Internal AI

When Agents Can Write Their Own Skills, Retrieval Becomes the Product Boundary

June 25, 202611 min read

I was watching an internal agent solve a task it had never seen before, write down the procedure as a reusable skill, and then reach for that skill on a later run with just enough confidence to make me uncomfortable. The impressive part was not that it could create files, run commands, or commit changes. Plenty of automation can do that. The unnerving part was that agent skill persistence had started to carry its own operating manual forward, and one bad retrieval could turn yesterday's useful shortcut into today's wrong turn.

TL;DR

Agent skill persistence turns retrieval into the product boundary. A self-improving agent can save a solved procedure as a new skill, but the hard engineering problem is deciding when that procedure becomes durable memory, how it is named and indexed, and how the system detects when retrieval selects the wrong skill. The practical answer is to treat skills like versioned product surface: gated creation, constrained retrieval, evaluation loops, and guardrails around tool expansion.

The argument I would now make plainly is this: once agents can write their own skills, the product is no longer the tool list. The product is the retrieval lifecycle around the skills.

That sounds abstract until the first misfire. A task arrives. The agent searches its saved skills. It finds something with overlapping words. It loads the wrong procedure, then uses real tools with fake relevance. The agent is not broken in the obvious way. It is worse: it is locally competent while globally misrouted. That is how a system gets expensive without first looking stupid.

Where agent skill persistence moved the boundary

The first version of the agent was simple enough to reason about. It had code execution, file access, and Git actions. Give it a novel task, and it could inspect the workspace, run a command, edit a file, and record what happened. The new step was persistence: after solving a task, it could save the procedure as a skill so future runs did not rediscover the same workflow from scratch.

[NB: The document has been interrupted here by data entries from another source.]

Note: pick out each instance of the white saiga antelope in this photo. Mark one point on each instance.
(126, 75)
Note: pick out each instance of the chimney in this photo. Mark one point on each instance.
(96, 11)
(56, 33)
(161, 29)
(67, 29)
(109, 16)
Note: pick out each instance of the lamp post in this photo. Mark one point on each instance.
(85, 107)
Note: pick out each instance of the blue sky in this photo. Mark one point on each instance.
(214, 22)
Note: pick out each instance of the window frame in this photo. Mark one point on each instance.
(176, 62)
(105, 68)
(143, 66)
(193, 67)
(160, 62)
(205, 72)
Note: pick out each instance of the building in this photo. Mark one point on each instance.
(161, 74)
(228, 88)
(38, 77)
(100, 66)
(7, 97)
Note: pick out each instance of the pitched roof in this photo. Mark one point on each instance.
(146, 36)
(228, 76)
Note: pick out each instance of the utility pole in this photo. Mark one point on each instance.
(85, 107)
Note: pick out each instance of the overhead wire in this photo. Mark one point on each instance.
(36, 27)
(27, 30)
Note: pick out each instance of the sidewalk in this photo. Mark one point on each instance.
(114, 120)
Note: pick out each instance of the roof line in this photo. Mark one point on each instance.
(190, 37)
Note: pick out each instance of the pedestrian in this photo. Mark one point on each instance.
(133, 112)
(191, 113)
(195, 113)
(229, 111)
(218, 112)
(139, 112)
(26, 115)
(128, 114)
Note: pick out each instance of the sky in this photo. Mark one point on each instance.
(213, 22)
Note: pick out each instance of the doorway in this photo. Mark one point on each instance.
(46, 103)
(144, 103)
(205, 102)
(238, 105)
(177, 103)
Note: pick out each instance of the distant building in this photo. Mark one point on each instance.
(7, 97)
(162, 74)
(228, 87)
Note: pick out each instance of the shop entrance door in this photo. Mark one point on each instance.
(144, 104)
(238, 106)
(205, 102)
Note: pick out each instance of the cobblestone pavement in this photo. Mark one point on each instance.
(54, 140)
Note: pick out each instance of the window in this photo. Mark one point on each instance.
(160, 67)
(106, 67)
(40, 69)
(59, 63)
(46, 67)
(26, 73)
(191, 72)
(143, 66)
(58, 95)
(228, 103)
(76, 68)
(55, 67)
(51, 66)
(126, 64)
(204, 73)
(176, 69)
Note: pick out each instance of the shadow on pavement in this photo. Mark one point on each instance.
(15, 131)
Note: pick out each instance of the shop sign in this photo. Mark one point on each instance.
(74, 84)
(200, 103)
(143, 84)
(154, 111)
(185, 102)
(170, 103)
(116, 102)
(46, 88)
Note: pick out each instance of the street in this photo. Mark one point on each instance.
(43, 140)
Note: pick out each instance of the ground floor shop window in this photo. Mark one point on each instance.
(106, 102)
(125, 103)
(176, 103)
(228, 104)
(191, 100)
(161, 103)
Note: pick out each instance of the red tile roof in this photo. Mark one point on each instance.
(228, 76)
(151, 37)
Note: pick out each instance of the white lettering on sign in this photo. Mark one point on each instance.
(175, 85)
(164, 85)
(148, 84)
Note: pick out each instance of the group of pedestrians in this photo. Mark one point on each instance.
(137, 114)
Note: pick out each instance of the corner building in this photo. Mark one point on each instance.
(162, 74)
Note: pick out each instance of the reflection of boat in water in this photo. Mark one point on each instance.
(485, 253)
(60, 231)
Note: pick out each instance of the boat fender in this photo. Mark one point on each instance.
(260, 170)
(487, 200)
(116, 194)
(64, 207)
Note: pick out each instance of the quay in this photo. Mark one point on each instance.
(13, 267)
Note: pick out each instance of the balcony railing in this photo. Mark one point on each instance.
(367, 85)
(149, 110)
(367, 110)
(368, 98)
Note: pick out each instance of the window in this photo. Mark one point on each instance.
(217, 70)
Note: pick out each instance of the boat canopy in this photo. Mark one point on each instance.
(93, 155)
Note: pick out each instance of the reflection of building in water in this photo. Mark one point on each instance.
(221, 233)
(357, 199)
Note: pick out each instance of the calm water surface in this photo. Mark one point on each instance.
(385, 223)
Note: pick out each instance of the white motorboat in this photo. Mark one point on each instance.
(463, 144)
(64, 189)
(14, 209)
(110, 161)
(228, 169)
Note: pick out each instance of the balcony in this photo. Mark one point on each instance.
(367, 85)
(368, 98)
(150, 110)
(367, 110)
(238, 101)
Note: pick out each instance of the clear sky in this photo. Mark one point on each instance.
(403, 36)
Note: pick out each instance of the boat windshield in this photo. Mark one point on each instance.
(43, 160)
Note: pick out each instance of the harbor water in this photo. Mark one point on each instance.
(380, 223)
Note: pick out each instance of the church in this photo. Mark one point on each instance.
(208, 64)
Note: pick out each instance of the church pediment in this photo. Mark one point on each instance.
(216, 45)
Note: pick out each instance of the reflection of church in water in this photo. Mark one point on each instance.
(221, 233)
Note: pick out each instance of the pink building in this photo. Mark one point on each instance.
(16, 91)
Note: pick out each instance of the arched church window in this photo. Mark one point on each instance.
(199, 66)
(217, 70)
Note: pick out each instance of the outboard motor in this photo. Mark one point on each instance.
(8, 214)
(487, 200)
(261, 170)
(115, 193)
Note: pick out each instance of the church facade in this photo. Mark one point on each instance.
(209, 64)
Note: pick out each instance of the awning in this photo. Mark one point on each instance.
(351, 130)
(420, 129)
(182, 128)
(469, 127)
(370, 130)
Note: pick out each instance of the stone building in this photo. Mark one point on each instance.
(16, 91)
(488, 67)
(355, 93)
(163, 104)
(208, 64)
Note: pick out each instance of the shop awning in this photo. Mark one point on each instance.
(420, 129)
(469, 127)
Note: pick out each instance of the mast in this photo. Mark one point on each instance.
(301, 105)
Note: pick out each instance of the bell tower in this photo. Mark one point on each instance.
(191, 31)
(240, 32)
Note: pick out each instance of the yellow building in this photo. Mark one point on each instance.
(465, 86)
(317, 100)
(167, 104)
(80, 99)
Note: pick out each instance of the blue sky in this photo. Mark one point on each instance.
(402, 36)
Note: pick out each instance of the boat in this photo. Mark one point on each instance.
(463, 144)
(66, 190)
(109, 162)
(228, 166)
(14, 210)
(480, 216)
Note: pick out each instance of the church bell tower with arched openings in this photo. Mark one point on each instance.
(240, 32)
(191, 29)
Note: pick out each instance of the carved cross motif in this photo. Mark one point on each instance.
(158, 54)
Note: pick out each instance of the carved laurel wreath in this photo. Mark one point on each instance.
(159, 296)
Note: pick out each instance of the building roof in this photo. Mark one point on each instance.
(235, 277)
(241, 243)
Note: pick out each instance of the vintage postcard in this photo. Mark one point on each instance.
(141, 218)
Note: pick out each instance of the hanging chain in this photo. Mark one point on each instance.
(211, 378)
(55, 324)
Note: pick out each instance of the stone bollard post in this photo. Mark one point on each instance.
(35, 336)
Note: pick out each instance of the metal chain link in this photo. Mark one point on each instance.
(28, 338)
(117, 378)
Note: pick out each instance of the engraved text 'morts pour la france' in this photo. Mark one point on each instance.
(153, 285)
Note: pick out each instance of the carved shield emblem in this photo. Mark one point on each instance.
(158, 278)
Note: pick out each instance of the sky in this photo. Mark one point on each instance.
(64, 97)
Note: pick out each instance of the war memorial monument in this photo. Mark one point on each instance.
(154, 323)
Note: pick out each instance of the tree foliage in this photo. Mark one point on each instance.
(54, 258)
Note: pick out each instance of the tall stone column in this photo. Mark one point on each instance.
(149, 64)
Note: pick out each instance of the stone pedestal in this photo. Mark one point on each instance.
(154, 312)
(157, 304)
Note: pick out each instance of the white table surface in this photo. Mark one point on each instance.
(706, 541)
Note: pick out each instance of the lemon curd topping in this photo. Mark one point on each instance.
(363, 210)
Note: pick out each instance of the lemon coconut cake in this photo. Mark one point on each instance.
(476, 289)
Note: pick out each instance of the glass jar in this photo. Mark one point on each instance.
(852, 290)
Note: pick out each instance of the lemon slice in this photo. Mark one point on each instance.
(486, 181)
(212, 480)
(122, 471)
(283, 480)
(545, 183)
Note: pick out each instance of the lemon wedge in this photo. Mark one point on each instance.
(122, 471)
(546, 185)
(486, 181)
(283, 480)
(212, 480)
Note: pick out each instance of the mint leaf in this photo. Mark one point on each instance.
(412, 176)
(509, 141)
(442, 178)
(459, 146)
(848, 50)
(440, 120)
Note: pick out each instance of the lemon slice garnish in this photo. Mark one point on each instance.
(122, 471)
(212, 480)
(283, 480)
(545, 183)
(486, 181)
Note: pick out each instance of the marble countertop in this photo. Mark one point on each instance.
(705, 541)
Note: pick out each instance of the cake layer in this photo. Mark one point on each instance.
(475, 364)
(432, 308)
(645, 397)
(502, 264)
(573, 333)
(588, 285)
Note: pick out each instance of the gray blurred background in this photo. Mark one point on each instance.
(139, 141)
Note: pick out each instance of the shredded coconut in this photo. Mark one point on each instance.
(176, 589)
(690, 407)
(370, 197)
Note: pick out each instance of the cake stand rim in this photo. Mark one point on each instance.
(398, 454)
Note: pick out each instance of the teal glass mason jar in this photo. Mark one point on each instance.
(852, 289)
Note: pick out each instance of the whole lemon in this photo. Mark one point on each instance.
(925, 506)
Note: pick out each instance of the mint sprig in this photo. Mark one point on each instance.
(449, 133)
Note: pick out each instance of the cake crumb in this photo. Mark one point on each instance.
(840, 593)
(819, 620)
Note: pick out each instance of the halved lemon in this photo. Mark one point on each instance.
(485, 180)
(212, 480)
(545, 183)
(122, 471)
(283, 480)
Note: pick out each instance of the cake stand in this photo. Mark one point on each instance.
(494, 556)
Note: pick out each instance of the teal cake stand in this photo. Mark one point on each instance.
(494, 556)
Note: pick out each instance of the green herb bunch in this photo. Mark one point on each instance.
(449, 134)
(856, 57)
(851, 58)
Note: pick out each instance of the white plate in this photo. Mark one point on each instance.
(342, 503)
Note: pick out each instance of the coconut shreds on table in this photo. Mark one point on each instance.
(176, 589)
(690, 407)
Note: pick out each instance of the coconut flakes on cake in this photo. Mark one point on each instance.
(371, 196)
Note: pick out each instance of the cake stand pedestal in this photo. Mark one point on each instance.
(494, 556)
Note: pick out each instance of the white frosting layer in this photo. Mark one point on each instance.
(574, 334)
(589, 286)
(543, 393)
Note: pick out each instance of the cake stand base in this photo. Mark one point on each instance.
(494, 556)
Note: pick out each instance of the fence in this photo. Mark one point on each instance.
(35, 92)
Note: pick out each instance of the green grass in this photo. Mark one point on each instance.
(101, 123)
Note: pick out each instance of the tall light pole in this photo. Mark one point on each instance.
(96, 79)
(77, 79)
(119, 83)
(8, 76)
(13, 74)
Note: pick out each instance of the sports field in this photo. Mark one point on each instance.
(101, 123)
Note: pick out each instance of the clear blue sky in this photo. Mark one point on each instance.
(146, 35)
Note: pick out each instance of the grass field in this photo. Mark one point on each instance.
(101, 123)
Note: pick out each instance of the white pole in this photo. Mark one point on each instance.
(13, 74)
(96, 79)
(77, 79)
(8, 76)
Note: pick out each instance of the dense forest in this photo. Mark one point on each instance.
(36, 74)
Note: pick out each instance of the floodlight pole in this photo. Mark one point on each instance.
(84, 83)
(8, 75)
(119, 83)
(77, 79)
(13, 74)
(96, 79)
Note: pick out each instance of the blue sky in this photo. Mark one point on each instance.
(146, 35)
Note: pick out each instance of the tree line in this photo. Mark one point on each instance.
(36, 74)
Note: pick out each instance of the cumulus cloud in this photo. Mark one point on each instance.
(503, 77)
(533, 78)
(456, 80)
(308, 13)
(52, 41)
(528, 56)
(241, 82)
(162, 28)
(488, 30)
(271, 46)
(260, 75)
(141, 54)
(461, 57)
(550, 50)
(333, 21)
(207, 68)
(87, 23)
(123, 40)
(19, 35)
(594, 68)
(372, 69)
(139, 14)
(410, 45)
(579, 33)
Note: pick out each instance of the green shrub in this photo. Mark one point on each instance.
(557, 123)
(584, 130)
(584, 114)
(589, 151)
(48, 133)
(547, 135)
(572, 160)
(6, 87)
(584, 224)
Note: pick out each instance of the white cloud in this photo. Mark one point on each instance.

That is a useful capability. It is also a category change.

Before skill persistence, the main question was whether the agent could execute a requested operation safely. After skill persistence, the question became whether the agent should remember the operation at all. A saved skill is not just a note. It is future control flow.

The known issue was blunt: the agent occasionally referenced the wrong skill. That does not sound dramatic in a status update. In practice it is the failure mode that matters most, because it sits between intent and execution. The wrong skill can still contain valid commands. It can still produce reasonable logs. It can still make a commit.

I have more sympathy now for boring lifecycle machinery than I did before. Naming, indexing, freshness, ownership, evaluation, and rollback are not administrative garnish. They are the controls that decide what kind of agent you actually shipped. That same instinct shows up in One Policy Gate for an Autonomous Agent: the product boundary is often the place where a capable system is forced to slow down and prove what it is about to do.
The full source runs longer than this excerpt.